Filmé dans une lumière hivernale, ce filme raconte, à travers une mise en scène soignée, un jeu d’acteurs remarquables et des dialogues travaillés, l’histoire d’une manipulation politique qui échoue.

Pierre Blum, sous les traits de l’excellent Melvil Poupaud, est un écrivain qui a connu un certain succès au début des années 2000 avec un premier roman salué unanimement par la critique. Depuis, il vivote se contentant de ses maigres droits d’auteur et n’écrit plus. Un soir, il rencontre sur la terrasse d’un casino Joseph Paskin, joué par un André Dussollier très en forme. Paskin fait partie des RG et engage Pierre comme nègre pour écrire un manifeste d’insurrection anarchiste destiné à déstabiliser le pouvoir en place. Pierre accepte la commande, écrit le livre et la situation dérape. Loin de tirer les ficelles, Paskin est pris à son propre jeu. Il est aussi mauvais joueur au casino que mauvais stratège en politique.

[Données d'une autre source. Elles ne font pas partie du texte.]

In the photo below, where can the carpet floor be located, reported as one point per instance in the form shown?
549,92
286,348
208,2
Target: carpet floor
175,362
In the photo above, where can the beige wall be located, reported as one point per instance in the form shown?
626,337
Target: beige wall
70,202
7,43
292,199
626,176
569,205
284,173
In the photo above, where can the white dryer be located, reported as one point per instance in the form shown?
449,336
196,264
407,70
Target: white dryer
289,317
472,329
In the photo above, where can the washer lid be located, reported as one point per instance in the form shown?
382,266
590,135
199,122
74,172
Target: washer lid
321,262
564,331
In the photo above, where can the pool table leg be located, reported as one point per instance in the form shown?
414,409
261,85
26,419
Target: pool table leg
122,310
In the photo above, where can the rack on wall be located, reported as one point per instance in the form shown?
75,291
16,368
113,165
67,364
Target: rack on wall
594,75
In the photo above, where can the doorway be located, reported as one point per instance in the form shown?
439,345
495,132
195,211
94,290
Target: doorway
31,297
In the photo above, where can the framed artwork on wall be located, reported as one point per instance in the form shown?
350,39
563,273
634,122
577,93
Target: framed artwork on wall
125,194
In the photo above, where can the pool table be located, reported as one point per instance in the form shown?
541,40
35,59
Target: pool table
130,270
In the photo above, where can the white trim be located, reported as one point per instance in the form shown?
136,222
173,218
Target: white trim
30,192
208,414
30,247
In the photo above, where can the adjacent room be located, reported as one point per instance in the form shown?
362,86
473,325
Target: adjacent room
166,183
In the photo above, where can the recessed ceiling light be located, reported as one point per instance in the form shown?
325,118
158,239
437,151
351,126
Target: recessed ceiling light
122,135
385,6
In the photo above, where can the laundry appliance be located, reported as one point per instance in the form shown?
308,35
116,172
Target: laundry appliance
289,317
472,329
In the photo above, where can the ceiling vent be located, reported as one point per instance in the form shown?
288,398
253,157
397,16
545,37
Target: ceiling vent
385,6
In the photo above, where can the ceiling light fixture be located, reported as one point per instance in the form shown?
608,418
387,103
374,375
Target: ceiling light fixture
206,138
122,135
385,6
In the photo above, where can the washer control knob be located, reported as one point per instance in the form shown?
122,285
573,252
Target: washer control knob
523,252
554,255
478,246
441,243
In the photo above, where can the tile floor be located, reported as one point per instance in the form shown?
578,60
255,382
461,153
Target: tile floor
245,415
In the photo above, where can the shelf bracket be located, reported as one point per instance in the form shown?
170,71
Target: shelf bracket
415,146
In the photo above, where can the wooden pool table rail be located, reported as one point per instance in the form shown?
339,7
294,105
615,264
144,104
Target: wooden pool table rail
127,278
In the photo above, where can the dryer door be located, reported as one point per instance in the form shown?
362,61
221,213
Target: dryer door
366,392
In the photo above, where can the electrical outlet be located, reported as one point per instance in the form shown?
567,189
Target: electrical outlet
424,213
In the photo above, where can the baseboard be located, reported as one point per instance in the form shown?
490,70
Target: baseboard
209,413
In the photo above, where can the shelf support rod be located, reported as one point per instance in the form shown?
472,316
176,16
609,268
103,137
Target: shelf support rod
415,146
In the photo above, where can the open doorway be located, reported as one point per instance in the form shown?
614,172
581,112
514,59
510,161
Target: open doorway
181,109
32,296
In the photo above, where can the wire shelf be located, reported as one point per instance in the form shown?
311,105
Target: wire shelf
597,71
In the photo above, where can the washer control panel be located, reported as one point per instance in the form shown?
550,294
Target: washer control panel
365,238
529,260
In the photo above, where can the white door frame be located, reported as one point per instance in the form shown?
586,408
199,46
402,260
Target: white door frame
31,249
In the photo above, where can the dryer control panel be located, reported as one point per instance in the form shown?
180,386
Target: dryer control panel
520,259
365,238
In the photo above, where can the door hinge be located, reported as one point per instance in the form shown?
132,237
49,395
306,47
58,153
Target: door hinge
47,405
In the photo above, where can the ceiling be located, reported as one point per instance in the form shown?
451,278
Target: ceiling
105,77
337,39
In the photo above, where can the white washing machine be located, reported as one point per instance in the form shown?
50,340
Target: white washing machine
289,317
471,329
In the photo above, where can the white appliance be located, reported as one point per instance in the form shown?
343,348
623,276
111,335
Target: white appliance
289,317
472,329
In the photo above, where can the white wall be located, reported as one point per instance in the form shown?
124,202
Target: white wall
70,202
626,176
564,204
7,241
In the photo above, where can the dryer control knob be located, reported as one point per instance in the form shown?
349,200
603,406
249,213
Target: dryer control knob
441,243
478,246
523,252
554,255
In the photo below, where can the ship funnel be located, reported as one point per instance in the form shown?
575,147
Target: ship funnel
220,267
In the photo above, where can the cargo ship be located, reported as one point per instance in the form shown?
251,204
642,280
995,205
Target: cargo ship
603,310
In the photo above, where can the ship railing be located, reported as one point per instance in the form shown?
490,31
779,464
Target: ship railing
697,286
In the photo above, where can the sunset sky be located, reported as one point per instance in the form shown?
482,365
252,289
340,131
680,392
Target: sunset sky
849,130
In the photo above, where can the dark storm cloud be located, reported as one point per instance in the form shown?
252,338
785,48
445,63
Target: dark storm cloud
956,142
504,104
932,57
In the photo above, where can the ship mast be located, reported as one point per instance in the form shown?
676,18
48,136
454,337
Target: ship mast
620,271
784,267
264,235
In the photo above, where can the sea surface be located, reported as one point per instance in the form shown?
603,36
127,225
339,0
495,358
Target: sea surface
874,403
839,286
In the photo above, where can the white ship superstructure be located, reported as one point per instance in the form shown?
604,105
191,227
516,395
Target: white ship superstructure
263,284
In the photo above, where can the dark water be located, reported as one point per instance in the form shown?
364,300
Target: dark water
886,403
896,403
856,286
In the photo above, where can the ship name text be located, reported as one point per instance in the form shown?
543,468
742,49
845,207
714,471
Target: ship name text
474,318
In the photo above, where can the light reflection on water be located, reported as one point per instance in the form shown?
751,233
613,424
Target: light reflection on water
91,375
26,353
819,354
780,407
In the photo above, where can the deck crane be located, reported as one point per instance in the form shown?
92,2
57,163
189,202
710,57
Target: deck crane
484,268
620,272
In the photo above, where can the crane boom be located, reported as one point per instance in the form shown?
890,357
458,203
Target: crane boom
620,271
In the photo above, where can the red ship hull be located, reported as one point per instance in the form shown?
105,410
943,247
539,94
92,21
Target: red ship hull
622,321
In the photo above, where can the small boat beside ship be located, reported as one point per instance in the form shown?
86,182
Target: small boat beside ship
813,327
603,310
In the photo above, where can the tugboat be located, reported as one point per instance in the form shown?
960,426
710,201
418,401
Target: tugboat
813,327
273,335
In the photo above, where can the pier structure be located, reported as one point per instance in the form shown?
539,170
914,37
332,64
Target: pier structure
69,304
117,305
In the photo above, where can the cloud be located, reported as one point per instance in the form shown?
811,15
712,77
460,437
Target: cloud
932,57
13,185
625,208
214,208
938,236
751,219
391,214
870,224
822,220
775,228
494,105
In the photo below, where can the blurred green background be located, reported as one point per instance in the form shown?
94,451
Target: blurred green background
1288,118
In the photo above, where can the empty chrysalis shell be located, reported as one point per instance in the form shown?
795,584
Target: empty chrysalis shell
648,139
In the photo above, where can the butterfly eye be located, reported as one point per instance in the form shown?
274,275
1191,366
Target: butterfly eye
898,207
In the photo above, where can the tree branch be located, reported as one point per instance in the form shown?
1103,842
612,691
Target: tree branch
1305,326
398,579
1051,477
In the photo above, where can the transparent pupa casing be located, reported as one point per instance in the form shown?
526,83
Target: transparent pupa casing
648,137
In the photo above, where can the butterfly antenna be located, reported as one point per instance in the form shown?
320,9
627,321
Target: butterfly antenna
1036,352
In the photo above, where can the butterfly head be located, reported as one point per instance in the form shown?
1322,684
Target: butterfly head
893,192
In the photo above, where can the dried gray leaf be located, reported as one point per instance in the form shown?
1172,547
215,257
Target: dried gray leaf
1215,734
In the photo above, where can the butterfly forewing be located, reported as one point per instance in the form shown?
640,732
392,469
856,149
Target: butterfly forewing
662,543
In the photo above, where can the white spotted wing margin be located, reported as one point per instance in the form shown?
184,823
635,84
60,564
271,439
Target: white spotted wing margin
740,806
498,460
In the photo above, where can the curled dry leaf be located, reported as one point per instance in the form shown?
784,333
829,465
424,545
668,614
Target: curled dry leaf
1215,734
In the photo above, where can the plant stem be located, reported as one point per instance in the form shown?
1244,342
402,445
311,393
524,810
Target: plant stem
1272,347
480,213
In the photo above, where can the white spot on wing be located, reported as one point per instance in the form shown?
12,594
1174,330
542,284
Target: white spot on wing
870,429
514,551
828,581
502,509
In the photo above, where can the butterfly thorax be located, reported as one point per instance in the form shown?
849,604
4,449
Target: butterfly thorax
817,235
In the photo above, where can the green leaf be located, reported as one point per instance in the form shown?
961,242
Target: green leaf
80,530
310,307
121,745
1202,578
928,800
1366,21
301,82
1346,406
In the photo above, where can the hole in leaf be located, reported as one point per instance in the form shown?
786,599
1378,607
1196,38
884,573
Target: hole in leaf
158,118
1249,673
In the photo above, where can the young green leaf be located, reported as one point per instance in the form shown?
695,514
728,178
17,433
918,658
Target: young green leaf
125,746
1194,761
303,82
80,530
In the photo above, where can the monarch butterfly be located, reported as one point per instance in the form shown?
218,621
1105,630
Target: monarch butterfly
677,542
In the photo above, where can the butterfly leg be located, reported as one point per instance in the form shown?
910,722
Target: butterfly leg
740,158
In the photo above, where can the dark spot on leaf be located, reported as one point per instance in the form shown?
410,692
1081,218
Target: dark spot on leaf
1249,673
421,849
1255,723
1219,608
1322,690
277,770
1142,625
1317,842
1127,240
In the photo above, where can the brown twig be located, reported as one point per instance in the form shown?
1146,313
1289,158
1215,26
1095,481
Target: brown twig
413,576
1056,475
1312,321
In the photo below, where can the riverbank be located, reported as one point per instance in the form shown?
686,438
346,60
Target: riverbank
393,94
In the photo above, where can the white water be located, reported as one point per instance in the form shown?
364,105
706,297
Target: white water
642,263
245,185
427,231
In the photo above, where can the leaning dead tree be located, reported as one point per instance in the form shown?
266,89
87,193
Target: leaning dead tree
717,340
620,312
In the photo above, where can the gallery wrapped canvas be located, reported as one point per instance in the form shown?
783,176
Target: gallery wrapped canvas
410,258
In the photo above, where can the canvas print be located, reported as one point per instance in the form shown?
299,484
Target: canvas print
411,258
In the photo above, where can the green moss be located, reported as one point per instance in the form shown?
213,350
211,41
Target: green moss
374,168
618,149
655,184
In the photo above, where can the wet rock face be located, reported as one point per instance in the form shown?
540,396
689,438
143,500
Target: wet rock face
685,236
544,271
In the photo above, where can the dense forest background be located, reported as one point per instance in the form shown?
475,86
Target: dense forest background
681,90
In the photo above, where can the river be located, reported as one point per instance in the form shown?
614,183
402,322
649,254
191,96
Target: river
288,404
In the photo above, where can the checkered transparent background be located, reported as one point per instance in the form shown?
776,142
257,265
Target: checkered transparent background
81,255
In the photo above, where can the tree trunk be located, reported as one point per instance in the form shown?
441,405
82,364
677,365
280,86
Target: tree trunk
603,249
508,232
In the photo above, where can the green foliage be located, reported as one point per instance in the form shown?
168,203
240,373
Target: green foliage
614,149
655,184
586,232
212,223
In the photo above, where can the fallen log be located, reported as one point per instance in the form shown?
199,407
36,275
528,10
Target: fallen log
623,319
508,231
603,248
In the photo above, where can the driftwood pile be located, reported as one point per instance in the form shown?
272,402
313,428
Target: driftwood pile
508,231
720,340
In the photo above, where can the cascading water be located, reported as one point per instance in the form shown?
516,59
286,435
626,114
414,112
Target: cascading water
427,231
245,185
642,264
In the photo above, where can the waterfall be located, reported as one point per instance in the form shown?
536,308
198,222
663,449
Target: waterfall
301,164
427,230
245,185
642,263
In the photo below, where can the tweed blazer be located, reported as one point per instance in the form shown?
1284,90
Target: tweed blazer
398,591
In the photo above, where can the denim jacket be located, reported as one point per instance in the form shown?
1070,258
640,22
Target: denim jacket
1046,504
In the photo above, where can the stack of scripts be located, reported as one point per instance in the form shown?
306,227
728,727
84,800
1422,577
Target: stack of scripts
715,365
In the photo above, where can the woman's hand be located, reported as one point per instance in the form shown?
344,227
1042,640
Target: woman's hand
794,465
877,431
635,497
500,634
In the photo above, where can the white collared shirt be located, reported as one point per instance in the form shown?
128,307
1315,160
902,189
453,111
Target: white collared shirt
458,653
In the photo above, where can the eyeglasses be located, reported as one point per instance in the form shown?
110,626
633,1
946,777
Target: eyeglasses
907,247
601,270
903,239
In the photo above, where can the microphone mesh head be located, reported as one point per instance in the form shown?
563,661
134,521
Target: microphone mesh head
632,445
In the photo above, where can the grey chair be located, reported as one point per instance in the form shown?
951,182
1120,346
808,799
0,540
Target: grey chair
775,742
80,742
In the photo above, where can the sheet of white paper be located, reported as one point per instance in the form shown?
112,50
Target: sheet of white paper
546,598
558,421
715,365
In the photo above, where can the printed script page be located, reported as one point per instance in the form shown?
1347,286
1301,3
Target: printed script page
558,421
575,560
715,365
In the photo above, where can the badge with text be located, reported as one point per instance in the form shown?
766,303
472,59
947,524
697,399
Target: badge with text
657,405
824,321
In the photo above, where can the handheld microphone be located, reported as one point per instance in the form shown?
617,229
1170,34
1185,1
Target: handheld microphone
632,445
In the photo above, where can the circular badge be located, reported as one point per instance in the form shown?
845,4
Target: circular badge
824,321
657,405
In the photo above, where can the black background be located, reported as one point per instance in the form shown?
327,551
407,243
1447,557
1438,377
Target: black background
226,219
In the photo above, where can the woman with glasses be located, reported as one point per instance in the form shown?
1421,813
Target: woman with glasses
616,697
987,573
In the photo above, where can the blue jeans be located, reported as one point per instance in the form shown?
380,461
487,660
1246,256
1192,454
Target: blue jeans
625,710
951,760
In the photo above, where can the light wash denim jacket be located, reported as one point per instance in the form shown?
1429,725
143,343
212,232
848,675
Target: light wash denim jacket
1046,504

Quant à Pierre, embarqué dans cette histoire dans laquelle il tente de comprendre les tenants et les aboutissants, il se réfugie à la campagne dans une ferme tenue par des écolos altermondialistes, où il tombe sous le charme troublant de Laura, interprétée par Clémence Poésy, actrice au talent manifeste qu’on ne voit hélas pas assez sur les écrans. Ainsi, jeu d’amour et jeu politique s’emmêlent sur ce grand terrain de jeu qui est celui des idées. Ce n’est d’ailleurs pas un hasard si le titre du film fait écho à Guy Debord.

Si Le grand jeu entre en résonance avec l’affaire de Tarnac, celle-ci n’est pas l’objet central du film mais plutôt sa toile de fond sur laquelle Nicolas Pariser esquisse les traits d’une génération qui, comme le résume Pierre avec une lucidité désarmante, n’a pas réussi à « imprimer l’époque ».

Triste constat que le réalisateur parvient à faire ressentir au spectateur en filmant du point de vue de Pierre qui n’a pas de prise sur ce qui se passe autour de lui, qui effleure la réalité, subissant une situation qui lui échappe. Pierre est ce héros romantique désenchanté qui se délecte de la haine de soi et cultive sa marginalité dans l’ombre de l’anonymat. Comme l’Octave d’Alfred de Musset, il est atteint par le « mal du siècle ». Sur son visage fermé se reflète le deuil de ses illusions passées d’utopie anarchiste. Et c’est à travers son regard désabusé que le portrait de sa génération se dévoile.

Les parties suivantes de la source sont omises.